Se pudesse, advertiria: nem tudo
tem um propósito. Eu denunciaria a morte de bebês na unidade de terapia
intensiva do hospital público como pecado. O descaso nunca é da vontade de
Deus; não permitiria que teólogos creditassem na conta da providência o rio que
virou esgoto, a floresta incendiada e o abandono da favela; jamais aceitaria a
explicação do acidente automobilístico, provocado por um bêbado, como uma
vontade permissiva de Deus.
Se pudesse, advertiria: vivam uma
espiritualidade menos alucinatória. Eu anunciaria que não adianta dourar o
mundo com desejos fantasiosos. A vida se impõe para além da alucinação. Assim
como o etíope não muda a cor da pele, ninguém altera a realidade, fechando os
olhos. Confessar um devaneio milhões de vezes não produz o paraíso.

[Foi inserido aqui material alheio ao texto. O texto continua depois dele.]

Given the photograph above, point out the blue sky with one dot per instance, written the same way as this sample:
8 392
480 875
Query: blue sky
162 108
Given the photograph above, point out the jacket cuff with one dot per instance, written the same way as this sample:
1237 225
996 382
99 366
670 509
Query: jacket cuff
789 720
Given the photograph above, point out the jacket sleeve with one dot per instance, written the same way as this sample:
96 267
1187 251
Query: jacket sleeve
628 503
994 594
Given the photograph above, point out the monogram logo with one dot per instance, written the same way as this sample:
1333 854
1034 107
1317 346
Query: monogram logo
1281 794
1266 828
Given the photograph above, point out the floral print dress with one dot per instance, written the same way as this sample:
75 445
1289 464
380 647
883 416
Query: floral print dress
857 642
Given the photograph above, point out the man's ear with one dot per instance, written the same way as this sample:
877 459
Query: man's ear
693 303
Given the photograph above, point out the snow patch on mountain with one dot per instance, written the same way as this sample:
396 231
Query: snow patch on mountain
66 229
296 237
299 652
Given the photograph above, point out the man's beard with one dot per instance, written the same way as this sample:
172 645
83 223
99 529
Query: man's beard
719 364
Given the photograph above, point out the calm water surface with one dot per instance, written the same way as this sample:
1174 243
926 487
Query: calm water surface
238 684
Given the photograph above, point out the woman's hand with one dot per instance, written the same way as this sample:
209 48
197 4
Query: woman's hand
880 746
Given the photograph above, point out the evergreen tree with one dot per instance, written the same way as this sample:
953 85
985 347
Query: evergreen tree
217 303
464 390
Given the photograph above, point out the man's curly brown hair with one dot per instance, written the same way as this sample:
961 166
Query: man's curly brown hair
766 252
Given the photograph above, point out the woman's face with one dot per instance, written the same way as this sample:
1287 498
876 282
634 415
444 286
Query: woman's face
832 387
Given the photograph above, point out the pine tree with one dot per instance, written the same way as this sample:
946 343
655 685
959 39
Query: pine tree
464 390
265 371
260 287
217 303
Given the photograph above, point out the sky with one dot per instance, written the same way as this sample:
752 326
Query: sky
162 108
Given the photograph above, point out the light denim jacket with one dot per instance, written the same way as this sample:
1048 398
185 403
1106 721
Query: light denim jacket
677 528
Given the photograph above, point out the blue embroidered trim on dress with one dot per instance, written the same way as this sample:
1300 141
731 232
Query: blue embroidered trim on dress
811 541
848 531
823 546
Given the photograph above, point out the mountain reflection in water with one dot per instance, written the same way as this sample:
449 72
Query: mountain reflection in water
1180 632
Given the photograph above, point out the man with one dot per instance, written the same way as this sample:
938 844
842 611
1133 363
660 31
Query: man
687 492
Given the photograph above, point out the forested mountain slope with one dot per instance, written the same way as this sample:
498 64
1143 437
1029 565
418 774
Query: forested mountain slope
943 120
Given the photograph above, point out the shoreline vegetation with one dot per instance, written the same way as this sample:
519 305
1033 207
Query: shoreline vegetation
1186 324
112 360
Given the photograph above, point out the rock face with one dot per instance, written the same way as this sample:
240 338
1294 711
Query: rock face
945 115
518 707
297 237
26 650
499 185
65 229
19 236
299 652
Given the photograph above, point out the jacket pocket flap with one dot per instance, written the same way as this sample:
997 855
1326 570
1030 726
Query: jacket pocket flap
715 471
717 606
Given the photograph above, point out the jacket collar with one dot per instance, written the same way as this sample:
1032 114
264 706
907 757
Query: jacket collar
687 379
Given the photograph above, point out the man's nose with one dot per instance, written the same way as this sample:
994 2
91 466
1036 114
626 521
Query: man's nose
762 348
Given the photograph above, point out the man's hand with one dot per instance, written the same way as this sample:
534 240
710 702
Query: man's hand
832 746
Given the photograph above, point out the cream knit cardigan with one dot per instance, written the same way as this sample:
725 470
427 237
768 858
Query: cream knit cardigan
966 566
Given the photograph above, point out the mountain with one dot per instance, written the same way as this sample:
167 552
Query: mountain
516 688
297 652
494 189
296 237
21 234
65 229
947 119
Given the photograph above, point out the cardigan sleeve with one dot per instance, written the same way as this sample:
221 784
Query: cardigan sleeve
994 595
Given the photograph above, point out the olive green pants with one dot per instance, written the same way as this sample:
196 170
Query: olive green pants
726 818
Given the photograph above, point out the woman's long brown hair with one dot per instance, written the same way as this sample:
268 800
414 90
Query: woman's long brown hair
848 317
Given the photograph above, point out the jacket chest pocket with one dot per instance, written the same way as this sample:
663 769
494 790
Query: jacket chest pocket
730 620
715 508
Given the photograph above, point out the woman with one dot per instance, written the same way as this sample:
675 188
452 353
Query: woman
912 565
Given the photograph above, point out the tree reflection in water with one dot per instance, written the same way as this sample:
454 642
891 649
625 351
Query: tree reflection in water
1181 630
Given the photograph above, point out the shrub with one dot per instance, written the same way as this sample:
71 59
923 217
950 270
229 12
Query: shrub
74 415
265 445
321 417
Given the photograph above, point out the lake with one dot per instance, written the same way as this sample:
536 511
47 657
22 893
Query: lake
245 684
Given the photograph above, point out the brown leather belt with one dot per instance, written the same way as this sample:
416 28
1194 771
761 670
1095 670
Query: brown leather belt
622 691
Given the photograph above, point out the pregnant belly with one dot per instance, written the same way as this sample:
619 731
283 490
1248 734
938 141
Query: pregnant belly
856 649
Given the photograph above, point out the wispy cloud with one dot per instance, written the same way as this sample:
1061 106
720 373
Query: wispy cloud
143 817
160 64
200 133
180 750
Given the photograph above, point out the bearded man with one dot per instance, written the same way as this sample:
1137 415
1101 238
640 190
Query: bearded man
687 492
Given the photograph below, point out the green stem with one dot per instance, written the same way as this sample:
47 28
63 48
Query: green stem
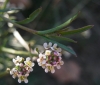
2 74
12 51
20 26
5 4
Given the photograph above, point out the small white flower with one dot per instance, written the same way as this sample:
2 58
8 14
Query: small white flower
19 80
50 58
28 62
17 60
22 69
46 70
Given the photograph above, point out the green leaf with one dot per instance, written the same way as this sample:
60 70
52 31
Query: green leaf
62 38
76 31
37 50
61 45
5 10
60 26
31 17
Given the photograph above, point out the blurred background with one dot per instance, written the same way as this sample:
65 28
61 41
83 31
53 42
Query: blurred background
81 70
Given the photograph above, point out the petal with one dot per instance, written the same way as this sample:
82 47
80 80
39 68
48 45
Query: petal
14 60
40 55
18 57
26 80
44 56
45 45
55 45
28 59
47 52
11 72
46 70
33 64
14 76
61 62
59 50
19 80
44 61
39 64
52 70
58 66
50 44
38 60
31 69
26 75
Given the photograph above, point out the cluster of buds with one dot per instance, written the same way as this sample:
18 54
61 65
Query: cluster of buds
22 69
50 58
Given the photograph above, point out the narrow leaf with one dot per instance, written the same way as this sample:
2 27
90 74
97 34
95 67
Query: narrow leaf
62 46
5 10
31 17
60 26
61 38
79 30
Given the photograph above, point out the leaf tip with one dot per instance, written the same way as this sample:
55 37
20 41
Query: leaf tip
40 8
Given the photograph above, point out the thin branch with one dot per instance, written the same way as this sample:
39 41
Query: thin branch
12 51
20 26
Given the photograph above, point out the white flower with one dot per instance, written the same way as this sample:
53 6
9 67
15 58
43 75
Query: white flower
22 69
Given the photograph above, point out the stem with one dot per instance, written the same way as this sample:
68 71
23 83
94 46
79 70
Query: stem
20 26
5 4
12 51
2 74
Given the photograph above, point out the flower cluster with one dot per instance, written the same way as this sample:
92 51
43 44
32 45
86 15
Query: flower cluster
22 69
50 58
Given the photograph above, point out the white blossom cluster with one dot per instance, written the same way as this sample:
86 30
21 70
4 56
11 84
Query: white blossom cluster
50 58
22 69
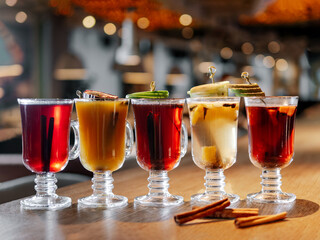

Estou consciente de que não serei
ouvido pela grande maioria que prefere o frenesi do auditório religioso. Um
chavão, mesmo desconexo da vida, é mais bem absorvido que uma verdade. Resta-me
continuar a escrever… talvez uns poucos prestem atenção.
Soli Deo Gloria
Ricardo Gondim é escrtior e
teólogo, presidente da Convenção Betesda Brasil .
ginam.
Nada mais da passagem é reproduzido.